I am a sucker, too, for the house aguas frescas here, whether it be a lilting lemon-and-limade mix or the lovely “Dreamsicle” horchata, in which the rice-milk is combined with orange juice to very happy effect. The free refills are a nice plus. And if you want something stronger, you can BYOB. Expect to pay from $10 to $15 for a meal here, and expect to drive away feeling virtuous instead of guilty.
Your tongue will most likely be smiling, too.
Radical Eats
Ω
3903 Fulton; 713-697-8719
radicaleats.com
Key
Ω a good restaurant that we recommend.
ΩΩ very good; one of the best restaurants of its kind.
ΩΩΩ excellent; one of the best restaurants in the city.
ΩΩΩΩ superlative; can hold its own on a national stage.
What a beautifully descriptive, helpful article. So glad that Radical Eats is finding its place. Glad you liked the corn tortillas!!!
Bout time! I'm as far from a vegetarian as you can get and I love this place! Staci's pupusas are my personal favorite.
As for the neighborhood, it reminds me of when I moved to Montrose in the very early 1990's - in five years this will be the happening part of town.
I love Radical Eats, glad to see it getting some praise!
Sweet potato & hot chili tamales....that sounds AWESOME!!!
No beef, no cheese, and no sour cream = No Customer!!!
Right on, David in Pearland. Carnivore and proud of it! Let the red diaper patchouli babies have the Rad Cafe - I'll be eating beef fajitas with real sour cream, cheese and guacamole at Fajita Willie's instead.
I also agree.
The 60s are over, mannnnnn.
Ass!!!
Well feel free to stay the hell away. I don't like Sushi, but I am not going to bash a sushi review.
Way to stake out your turf, guys. God forbid you actually expand your culinary horizons in any way.
Did it ever occur to y'all that enjoying meat does not actually preclude trying and discovering other foods that you might like?
I think one of the best parts of being a regular at Radical Eats is the unexpected surprises I find with each visit - a giant slice of hearty King Ranch Casserole with tomatillo sauce, the occasional Hungarian-influenced dish and their mushroom enchiladas with smokey nogado sauce. Lord have mercy, it's a delicious and quirky experience every single time.
I probably would have never decided to stop at this place just from driving by. But, the food looks good and interesting. Alison is usually always spot on in her recommendations so I think I'll be making a stop at Radical Eats! We love you Alison!
It's so nice to have a vegan place so close to home. I'm just a plain ol' vegetarian, but love good vegan food. I can't wait to try this place. Thank you for the write-up!
Radical Eats makes good food. I recommend you go there, try it, and enjoy before you complain. It's all great. Staci does a great job. DA
Great... Delicious....Vegan Mexican food
Thanks for all the wonderful compliments. We at Radical Eats are babies in the restaurant field. We're barely learning to crawl. This is why all of your praise is that much more special.

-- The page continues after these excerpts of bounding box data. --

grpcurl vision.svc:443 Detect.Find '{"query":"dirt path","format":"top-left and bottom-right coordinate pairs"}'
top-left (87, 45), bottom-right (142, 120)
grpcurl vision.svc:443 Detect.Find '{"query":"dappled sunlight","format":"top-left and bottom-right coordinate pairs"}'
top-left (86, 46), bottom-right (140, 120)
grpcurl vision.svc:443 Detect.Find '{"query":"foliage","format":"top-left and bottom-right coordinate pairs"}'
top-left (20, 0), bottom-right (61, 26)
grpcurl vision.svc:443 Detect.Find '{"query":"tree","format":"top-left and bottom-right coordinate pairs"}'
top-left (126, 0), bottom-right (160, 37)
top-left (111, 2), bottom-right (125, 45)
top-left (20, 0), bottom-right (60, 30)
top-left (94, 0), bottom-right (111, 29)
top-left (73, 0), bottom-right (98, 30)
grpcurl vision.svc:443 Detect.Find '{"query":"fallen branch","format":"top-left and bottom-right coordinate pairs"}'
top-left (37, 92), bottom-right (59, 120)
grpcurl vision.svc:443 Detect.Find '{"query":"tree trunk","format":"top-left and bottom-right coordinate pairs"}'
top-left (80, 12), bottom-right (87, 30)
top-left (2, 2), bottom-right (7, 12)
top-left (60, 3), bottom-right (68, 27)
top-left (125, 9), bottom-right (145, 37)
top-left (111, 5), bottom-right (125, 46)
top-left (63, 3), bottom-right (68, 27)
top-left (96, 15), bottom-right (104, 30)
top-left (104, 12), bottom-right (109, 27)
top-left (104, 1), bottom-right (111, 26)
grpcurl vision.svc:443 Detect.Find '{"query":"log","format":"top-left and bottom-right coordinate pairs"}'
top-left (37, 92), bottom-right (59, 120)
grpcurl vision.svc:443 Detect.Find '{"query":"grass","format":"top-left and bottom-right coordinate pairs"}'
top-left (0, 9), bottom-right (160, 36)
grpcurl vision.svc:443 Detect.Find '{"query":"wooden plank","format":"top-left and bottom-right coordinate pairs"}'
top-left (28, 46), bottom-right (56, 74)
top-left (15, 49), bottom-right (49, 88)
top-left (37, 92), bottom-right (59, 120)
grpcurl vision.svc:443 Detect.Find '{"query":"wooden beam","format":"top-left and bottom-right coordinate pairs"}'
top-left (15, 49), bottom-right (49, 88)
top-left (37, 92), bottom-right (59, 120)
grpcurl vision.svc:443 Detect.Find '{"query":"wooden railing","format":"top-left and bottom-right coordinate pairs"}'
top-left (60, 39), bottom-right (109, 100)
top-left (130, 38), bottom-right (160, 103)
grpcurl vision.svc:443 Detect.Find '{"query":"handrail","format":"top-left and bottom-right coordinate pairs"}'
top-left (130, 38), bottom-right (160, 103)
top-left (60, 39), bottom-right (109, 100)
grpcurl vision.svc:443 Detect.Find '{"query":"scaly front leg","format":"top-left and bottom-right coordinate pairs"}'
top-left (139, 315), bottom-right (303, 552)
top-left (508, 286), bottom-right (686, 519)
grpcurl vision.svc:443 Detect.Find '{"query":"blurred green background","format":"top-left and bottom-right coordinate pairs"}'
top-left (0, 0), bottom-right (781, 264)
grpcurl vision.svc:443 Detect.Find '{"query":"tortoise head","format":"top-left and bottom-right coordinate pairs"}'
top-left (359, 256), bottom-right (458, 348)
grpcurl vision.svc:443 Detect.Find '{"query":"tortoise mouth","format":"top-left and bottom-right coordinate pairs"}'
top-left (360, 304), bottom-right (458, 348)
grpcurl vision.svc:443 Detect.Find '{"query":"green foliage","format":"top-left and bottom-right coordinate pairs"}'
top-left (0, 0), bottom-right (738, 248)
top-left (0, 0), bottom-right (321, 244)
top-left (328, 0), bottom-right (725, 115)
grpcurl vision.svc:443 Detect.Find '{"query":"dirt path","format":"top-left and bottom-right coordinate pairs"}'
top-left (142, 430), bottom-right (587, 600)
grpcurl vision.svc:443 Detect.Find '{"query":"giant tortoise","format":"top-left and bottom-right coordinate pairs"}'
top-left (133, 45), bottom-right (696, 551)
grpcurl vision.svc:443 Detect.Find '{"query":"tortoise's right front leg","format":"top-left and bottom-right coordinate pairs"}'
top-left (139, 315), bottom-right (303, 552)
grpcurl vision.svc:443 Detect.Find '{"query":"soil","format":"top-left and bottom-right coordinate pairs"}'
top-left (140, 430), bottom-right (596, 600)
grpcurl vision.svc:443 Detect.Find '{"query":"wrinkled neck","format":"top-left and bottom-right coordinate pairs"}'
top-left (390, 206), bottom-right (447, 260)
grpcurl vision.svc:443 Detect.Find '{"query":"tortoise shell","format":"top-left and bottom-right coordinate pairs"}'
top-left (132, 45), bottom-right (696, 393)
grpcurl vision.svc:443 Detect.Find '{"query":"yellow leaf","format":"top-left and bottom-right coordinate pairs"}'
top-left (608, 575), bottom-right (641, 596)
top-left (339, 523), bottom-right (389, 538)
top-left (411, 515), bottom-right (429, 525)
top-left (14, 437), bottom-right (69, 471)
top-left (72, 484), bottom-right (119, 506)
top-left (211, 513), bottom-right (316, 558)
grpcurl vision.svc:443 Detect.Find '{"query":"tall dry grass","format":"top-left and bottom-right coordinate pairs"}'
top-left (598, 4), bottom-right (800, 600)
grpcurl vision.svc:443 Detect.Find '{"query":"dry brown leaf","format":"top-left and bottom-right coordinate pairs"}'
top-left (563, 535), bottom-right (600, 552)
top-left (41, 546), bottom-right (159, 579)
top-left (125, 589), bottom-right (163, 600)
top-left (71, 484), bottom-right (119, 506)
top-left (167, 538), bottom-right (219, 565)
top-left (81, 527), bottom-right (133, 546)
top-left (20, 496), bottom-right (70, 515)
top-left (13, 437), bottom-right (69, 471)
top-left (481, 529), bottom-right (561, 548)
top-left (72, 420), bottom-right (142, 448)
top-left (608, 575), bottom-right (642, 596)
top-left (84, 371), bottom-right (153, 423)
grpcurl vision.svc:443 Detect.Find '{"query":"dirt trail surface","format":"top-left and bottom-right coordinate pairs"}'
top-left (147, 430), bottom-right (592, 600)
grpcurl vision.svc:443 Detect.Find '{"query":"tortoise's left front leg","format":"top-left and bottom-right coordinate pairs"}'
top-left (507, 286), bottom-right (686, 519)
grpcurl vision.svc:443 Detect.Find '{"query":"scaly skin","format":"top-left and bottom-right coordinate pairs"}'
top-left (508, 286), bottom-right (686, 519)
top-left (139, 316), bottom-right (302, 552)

Give us six more months and we'll be walking, a year and we'll be running and two and we'll have our driver's license. Thank you especially to Alison whom I've always wanted to be able to identify and who was right under our noses! It was just like an old episode of Charlie's Angels. Crafty...very crafty!
PS To those of you who can't live without meat and cheese, If your doctor should ever ask you to eat more vegetables and less meat, give us a call and we'll give you some free tips. I guess that's just the hippy in us hoping that you live a long, heart attack free life.
Awww, Radical Eats is one of my favorite places and I'm so glad to see them get some love! Staci and her gang catered my wedding a few months back and people are STILL talking about how delicious the food was. We even won over some staunchly carnivorous family members...which is a very high compliment indeed.
Great writeup for a great place. I live a few blocks away and they are great people who own Rad Eats. They care about the area and have shared cucumbers from their gardens with us. U don't get that in the 77019 area.